The study used a statistical strategy for analyzing multiple trial endpoints together, a tactic that could improve the interpretation of a treatment’s overall effect, particularly in studies of rare diseases.

The study, “Assessment of Treatment Effect With Multiple Outcomes in 2 Clinical Trials of Patients With Duchenne Muscular Dystrophy,” was published in JAMA Network Open. It was funded in part by PTC Therapeutics, the company developing Translarna.

Clinical trials have several endpoints — tests used to measure whether a treatment is conferring a benefit. For example, the six-minute walk test (6MWD), which measures  the distance a person can walk in six minutes, is commonly used as an endpoint to measure changes in physical fitness and exercise tolerance.

Typically, a trial will have one or two primary endpoints and multiple secondary endpoints, and these will be analyzed separately. But doing these analyses separately risks having confusing results, where statistically significant findings are found for certain endpoints, but not others.

This can be a particular problem with rare conditions, where small numbers of participants in trials limit the statistical power of analyses. In the new study, researchers demonstrated a statistical method for analyzing multiple trial endpoints collectively.

They performed their analysis using data from two clinical trials of Translarna (NCT00592553 and NCT01826487). In both trials, people with DMD or BMD were randomly assigned to treatment with Translarna or a placebo. Between the two trials, 171 people were treated with Translarna, and an equal number received placebo.

The treatment is intended to improve muscle function by increasing the production of the dystrophin protein. The primary endpoint for both trials was the 6MWT. Secondary endpoints included changes in time to walk or run 10 meters (about 33 feet), time to climb four stairs, and time to descend four stairs.

Results from the trials were reported previously, but the interpretation of the results wasn’t fully clear. Some endpoints were significant, while others were not. This likely contributed to PTC’s failure to receive approval for the treatment from the U.S. Food and Drug Administration in 2017. due to insufficient evidence of efficacy.

In attempting to analyze the four endpoints together, researchers faced an immediate statistical problem: the 6MWT measured distance (in meters), while the other three assessments measure time (in seconds). It was necessary to calculate a unitless statistical measure for all the measurements, which could then be combined by averaging.

To do this, the researchers calculated the z score — a measurement of how far a data point is from the average — for every endpoint.

The average z score across all eight endpoints (four in each trial) was 1.64. This suggests a meaningful effect, since, “if there were no differences between the two groups, each z score would be near zero randomly,” the researchers wrote.

To test statistical significance, the researchers performed a permutation test.

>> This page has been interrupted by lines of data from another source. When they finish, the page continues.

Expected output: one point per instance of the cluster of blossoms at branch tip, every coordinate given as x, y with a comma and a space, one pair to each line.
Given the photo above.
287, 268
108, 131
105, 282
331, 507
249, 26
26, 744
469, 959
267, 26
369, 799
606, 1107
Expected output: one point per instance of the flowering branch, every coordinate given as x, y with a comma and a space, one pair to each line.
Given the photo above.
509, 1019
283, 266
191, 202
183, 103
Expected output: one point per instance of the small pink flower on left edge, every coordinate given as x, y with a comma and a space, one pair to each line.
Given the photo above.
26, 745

Basically, for each endpoint, they took all the scores from both groups, pooled them, then randomly divided them into two new groups (regardless of treatment status), and repeated the statistical analysis.

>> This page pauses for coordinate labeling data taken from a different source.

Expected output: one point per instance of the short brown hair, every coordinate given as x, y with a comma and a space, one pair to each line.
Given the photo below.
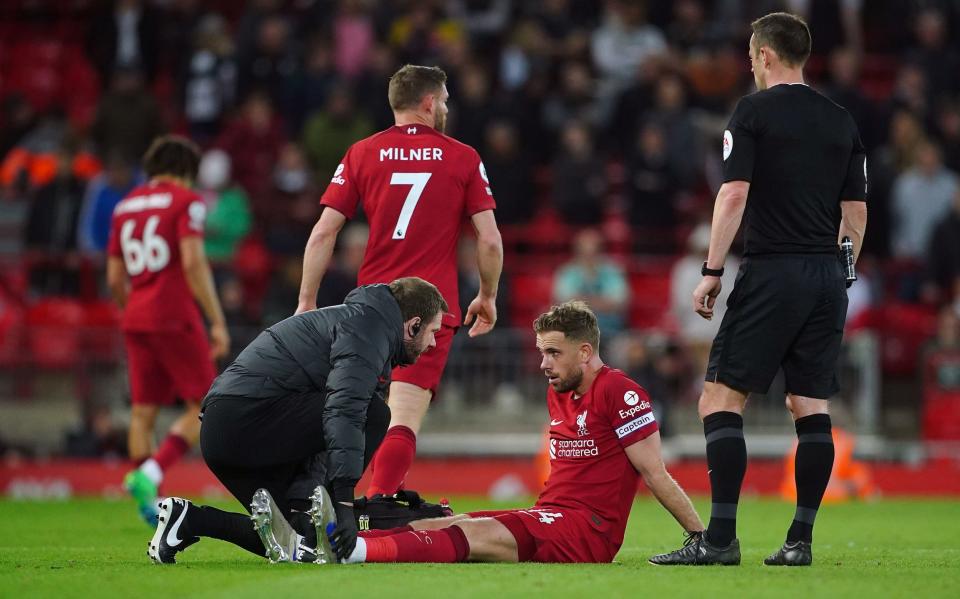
418, 298
787, 34
411, 83
574, 319
174, 156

By doing this one million times, the researchers could calculate how often a score as high as 1.64 would come up: if there was a true treatment effect, then such a score would be relatively rare, since it would require that the two groups be separated by treatment status as a result of random chance.

The analysis suggested that an average z score of 1.64 was statistically significant, “meaning that ataluren is statistically significantly better than placebo,” the researchers wrote.

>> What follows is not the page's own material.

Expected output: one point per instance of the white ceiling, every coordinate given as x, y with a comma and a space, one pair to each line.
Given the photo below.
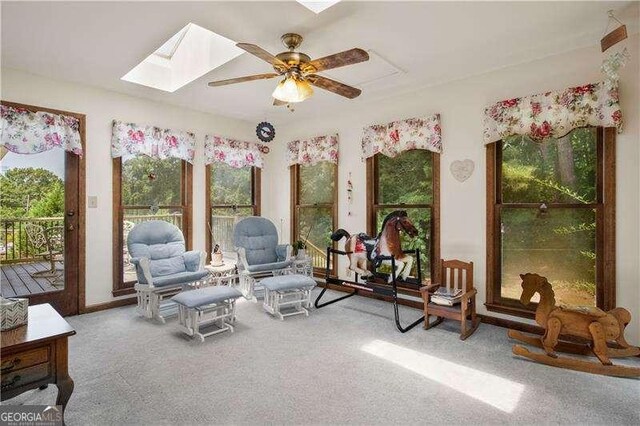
97, 43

The study supports the efficacy of Translarna, and more broadly, provides a template for analyzing multiple study endpoints collectively, which could be applied in future clinical trials.

The researchers said such analysis requires thoughtful selection of the endpoints to be analyzed when a trial is planned. For example, they said, their analysis would not be applicable to binary endpoints like survival, where there are only two possible outcomes, rather than a range of values.